The Facts:
Synopsis: A documentary on peer-to-peer bullying in schools across America.
Stars: Alex, Ja’Maya, Kelby
Director: Lee Hirsch
Rated: UR/PG-13
Running Length: 99 minutes
Random Crew Highlight: Special Thanks ~ Briston Baughan
TMMM Score: (7/10)
Review: How not to start out this review with the phrase “When I was a kid…” Well…looka there…I just did. Seriously though, when I was a kid I remember a time when bullying was a problem but not the gigantic social issue it has become. As our world has grown and shifted into an age of instant connection and universal ideals the role of the bully now takes on many forms. It’s not just the big mean kid that should know better. Bullies are now found everywhere you look from judges on reality television to headstrong CEO’s. As adults, we usually have the tools to deal with these bullies and move forward. Still, what about the original bully…the bully you may see five days a week without fail. How do you avoid a problem when it’s sitting right next to you?
That’s the question I think the new documentary Bully wants to ask but it already thinks it has the answer before asking the question. While this is a movie that I feel should be seen by every teenager and their parents, Bully is not the mind-changing piece that I think it could have been. With a little more smoothing of the edges and a slightly reigned in narrative we’d have a movie that could be used as a serious piece of wake-em-up filmmaking.
My main problem with the movie is that it’s overstuffed. Two or three movies could have been made from the stories and people we meet but instead everything is shoved into a trim 95 minutes that goes by fast but leaves you wanting more. Never really going in depth to look under the surface I felt slightly manipulated as a viewer…like the film wanted to point me in a certain direction and move on before I asked questions.
Now I’m not meaning to imply that I’m playing devil’s advocate and siding with the bully but at no point does the film look at the bully and see what has brought him/her to the place where they need to bring others down. Does it make them feel good? Were they bullied? What do their parents think? For all the on-screening bullying that’s caught I can’t help but wonder what kind of dialogue could have been captured when the parents of the bully were shown how their child treats others.
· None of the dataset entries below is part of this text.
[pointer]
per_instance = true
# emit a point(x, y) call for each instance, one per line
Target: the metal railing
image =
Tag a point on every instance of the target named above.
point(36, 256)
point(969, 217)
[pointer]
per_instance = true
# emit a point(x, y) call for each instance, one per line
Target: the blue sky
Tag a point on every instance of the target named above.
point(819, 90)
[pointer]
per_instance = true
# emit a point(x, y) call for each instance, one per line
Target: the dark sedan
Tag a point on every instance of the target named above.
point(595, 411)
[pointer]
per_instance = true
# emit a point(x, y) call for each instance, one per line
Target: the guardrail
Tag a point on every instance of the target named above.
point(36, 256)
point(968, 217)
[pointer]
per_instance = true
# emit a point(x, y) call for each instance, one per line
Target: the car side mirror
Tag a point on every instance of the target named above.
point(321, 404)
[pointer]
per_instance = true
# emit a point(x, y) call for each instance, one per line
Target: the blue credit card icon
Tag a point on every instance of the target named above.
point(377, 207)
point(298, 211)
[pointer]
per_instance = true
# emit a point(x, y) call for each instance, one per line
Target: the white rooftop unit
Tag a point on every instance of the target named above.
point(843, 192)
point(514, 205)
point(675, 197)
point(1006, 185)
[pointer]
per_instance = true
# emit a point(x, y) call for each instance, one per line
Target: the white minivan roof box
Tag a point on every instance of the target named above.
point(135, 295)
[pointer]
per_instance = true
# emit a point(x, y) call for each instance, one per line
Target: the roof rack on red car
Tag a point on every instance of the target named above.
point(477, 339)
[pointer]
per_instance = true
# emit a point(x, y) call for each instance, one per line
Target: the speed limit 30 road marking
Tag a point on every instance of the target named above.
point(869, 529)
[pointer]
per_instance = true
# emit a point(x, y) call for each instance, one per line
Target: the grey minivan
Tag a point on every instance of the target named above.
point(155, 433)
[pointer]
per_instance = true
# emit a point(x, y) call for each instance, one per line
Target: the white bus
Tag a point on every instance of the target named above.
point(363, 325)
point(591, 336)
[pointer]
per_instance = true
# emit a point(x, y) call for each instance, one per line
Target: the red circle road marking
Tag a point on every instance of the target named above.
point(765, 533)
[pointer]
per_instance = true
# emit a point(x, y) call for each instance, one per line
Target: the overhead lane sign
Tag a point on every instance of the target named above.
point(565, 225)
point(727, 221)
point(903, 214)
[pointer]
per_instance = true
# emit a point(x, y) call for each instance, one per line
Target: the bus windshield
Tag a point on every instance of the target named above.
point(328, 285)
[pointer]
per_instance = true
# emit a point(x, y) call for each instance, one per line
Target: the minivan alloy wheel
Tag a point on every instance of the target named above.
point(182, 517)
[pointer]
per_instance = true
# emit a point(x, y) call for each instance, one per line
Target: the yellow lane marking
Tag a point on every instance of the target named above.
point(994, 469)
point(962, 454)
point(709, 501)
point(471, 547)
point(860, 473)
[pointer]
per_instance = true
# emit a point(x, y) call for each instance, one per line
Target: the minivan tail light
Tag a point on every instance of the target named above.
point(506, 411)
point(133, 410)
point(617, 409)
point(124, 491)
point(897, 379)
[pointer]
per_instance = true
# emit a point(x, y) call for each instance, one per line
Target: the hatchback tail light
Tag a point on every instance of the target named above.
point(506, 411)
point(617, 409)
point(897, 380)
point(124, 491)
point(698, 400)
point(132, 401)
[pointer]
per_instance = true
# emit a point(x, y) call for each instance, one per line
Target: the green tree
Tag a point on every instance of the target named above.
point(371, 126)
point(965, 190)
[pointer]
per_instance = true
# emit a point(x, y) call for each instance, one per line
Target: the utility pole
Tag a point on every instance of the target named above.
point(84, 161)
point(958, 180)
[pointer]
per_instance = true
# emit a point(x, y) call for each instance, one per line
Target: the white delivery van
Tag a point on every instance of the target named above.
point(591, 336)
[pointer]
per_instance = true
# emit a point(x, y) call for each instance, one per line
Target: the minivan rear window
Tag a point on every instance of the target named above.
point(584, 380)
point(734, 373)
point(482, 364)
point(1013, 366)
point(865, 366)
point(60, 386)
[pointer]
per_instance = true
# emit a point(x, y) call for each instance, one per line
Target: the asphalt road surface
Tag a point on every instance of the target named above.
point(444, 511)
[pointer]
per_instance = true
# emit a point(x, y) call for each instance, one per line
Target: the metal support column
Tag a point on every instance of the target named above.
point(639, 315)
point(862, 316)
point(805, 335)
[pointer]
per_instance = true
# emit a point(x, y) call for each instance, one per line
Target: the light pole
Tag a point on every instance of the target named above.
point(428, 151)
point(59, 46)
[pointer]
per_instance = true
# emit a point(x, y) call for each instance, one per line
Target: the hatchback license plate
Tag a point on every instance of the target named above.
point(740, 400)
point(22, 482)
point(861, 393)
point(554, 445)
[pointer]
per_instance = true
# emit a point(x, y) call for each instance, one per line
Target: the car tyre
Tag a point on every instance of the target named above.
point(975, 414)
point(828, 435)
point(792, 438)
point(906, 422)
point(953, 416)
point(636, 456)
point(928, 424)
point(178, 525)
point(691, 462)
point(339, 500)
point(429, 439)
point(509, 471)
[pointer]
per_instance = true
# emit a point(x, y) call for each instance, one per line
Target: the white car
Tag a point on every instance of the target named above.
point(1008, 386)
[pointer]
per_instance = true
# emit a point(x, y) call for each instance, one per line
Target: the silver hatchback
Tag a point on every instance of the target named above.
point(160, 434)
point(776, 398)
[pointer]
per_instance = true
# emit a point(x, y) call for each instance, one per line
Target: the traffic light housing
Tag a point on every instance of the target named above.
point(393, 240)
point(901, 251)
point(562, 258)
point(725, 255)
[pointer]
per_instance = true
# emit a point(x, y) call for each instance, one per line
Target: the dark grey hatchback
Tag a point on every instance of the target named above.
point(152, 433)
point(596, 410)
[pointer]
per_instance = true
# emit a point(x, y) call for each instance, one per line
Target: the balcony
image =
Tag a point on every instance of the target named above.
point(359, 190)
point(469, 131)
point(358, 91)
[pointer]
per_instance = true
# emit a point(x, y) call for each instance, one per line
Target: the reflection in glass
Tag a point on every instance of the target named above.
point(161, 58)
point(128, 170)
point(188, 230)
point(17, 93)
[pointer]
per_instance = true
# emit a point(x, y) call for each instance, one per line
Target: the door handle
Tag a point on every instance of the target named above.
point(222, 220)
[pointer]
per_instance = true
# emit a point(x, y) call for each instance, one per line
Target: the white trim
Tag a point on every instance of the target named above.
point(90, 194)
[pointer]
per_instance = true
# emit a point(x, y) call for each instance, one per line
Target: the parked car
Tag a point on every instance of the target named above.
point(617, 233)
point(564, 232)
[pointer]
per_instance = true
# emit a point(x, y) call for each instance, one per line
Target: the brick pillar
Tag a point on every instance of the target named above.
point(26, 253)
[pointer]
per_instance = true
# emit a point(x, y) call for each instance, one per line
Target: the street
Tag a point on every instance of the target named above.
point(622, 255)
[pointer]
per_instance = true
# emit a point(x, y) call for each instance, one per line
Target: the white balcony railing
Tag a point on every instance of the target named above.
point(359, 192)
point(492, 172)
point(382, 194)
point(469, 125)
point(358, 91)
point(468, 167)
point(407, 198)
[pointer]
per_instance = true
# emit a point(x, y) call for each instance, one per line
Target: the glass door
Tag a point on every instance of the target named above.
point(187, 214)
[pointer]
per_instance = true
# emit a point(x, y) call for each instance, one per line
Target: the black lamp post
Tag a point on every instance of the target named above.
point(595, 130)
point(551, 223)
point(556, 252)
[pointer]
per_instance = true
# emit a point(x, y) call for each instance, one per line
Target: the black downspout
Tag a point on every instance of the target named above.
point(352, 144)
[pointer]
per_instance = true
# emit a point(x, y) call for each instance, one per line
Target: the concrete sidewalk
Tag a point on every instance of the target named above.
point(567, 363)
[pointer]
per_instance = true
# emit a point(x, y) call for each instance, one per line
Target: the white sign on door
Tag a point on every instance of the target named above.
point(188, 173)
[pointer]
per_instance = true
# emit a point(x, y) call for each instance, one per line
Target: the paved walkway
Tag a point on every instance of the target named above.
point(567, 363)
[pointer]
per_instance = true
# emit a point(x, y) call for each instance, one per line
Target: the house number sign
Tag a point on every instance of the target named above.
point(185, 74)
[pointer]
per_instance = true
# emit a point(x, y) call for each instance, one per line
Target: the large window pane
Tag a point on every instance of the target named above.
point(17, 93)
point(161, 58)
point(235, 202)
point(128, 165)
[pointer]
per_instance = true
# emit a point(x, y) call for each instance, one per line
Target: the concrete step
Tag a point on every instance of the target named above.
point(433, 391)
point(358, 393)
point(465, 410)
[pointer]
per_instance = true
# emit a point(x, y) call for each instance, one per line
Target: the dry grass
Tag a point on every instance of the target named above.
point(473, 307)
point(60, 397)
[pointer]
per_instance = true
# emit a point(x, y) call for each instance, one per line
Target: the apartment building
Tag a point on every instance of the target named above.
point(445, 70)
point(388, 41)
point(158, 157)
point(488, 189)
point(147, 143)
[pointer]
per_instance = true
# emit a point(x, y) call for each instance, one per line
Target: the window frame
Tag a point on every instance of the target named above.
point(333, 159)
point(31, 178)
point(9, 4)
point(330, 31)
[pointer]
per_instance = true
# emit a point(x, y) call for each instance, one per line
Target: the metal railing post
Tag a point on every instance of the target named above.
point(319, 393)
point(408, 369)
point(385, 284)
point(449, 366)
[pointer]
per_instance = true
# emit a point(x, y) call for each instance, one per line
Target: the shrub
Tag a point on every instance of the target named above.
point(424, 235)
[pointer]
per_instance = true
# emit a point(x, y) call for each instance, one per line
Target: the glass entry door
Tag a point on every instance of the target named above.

These major issues aside…there are more than a few memorable people/moments/statements made in Bully which alone makes it worth seeing. The film highlights several victims of bullying (both alive and deceased) and, though sad, these carefully chosen teenagers are fascinating to watch.
The poster boy of Bully so far has been Alex. The awkward teen that is called Fish Face and bullied mercilessly on the bus could have (and probably should have) had a movie all to himself. It’s clear that from his premature birth Alex has a bit of a developmental delay which has played a part in his gradual acceptance of the treatment he endures. He seems to think any attention is good attention – you see him constantly putting himself in the line of fire just because he thinks the kids that strangle him and stab him with pencils are really just friends “messing around” with him. It all leads up to two statements he makes that drive the whole message of the movie home. I’m not going to divulge them here but they had a major impact on me and I think they will for you too.
Alex is but one of several subjects that are followed over the course of a school year. The others, a teenage lesbian, a young girl so fed up with being bullied she brings a gun onto a school bus and suffers the consequences, and two boys that took their own lives are all powerful motivators for change and I hope their messages are heard above the din that this movie had brought up regarding its original R rating. What exists in the theater now is a PG-13 movie with 3 F-bombs that are said and done before 15 minutes are up. It’s not (in my opinion) offensive and parents that know their children should be able to talk to them about the language in a healthy way.
The best/worst subject in the entire film is a seriously clueless Associate Principal in Alex’s school. Seemingly highlighted to represent all of the adults in the movie (maybe rightly so), her naïve and jaw-dropping interactions with bullied teens and parents alike are funny at first but ultimately very sad. I can’t imagine she could watch this movie and not see how much her words and actions make her one of the worst bullies of them all.